La pauvre fille, émue d’avoir senti ce souffle chaud, se retourne si vivement qu’elle heurte de son chignon le nez du professeur et fait sauter ses binocles. Elle voulait lui demander la raison de ce « me voici, merci ! ». Mais aucune catastrophe pire ne pouvait s’abattre sur le malheureux. Sans ses binocles, il est aveugle. Aussi se précipite-t-il à genoux dans le désordre de ses gants, de son chapeau, de sa valise, et essaie-t-il à tâtons de retrouver les verres sans lesquels il n’est plus pour lui de lumière, de Marie et d’amour…

— Je les ai enfin…

Fausse alerte ! il ne ramasse qu’un rond en caoutchouc détaché d’un talon. Il faut qu’Arlette l’aide et lui rende la vue.

Il était temps !

Sur la scène, s’avance un chanteur, qui a l’air tout réjoui d’y être :

— Je vais vous chanter mon grand succès : L’Angélus de la mer, annonce-t-il.

À l’horizon se lève et rit l’aube vermeille…

Sa voix est jolie, mais Arlette remarque qu’il a les mains rouges et de grosses bottines.

Pendant ce temps, M. Hyacinthe est dans le ravissement. Il regarde Marie et il pense :

— Elle est toujours belle !

Il s’arrange pour que, sur ses lèvres, un sourire demeure en permanence. Ainsi elle pourra se retourner. Elle trouvera toujours sa physionomie satisfaite et heureuse. Il ne doute pas qu’elle n’apprécie infiniment la délicatesse de ce procédé. Il sourit donc aux anges.

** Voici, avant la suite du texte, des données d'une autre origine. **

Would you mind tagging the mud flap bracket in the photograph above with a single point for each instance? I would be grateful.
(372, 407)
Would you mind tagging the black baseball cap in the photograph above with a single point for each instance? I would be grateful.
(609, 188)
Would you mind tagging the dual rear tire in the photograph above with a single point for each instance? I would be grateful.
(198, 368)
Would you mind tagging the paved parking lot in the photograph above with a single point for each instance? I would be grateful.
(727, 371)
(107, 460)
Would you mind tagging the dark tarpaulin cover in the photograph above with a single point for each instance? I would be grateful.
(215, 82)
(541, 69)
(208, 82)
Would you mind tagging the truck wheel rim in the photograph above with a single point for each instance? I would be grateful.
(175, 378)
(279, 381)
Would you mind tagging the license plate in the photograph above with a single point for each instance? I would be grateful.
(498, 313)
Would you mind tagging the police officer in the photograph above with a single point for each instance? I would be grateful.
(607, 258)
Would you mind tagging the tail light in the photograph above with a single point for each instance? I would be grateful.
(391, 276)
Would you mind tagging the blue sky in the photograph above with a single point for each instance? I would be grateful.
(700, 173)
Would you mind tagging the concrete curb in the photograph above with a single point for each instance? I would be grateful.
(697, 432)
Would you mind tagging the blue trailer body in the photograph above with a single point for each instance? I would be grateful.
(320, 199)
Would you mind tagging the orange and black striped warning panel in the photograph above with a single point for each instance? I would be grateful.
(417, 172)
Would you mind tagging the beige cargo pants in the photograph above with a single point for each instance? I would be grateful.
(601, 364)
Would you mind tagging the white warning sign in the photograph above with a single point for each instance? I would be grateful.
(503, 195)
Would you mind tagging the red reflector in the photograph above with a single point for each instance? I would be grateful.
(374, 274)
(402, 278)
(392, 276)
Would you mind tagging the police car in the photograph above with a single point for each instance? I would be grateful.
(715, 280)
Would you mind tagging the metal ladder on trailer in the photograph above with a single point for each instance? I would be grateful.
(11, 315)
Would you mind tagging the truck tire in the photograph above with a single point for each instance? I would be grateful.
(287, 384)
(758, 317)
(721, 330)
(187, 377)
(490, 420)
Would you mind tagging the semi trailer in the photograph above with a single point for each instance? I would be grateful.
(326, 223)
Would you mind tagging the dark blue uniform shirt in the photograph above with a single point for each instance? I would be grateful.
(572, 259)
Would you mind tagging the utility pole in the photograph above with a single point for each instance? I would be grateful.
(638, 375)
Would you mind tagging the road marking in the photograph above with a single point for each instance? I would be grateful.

Les feux mourants du jour ont empourpré nos voiles…

— Pauvres marins, perdus en mer ! déclare tout haut Rosalie dont l’âme s’apitoie à la moindre romance sentimentale…

— Si j’avais été un homme, confie Mlle Chotard à Caroline Lerouge, j’aurais aimé être marin.

Voici l’heure où, là-bas. s’allument les étoiles…

Telcide et Rosalie pleurent d’attendrissement. M. Hyacinthe sourit toujours. Mais, après que le chanteur a répété trois fois : C’est l’Angélus, de peur sans doute que l’auditoire ne l’ait pas entendu, lorsque Marie se retourne, la fatigue a changé le sourire du professeur en une grimace piteuse.

On fait une ovation à l’artiste. On trépigne, on applaudit des pieds et des mains. M. Hyacinthe demeure immobile. Ses bras sont trop courts pour se joindre par de la la valise :

— Vous n’applaudissez pas ! lui dit Marie.

— Oh ! si… Je veux bien…

Il pousse son sac dans les reins du chanoine qui est devant lui et claque des mains bruyamment, juste au moment où la foule se tait. Rien entendu, on le regarde pour cette manifestation intempestive. Il rougit d’autant plus que le chanteur en profite pour revenir saluer. Il avait préparé de jolies phrases pour les réciter à Marie. Cet incident le trouble. Il décide de demeurer coi…

Enragé, je le suis ! Longtemps, j’en ai douté…

Sans prévenir personne, un individu fait irruption sur la scène. Il a les cheveux en désordre, de grands gestes. Il raconte ses souffrances en tonitruant. On devrait le plaindre, on lui crie : « bravo ! bravo ! » S’il est dans cet état, c’est que sa belle-mère l’a mordu. Ah ! le fou rire qui suit cette déclaration ! Il y a dans la salle un débordement de joie, une explosion de gaieté. Rien ne vaut un monologue comique pour créer une atmosphère de confiance et de confidence.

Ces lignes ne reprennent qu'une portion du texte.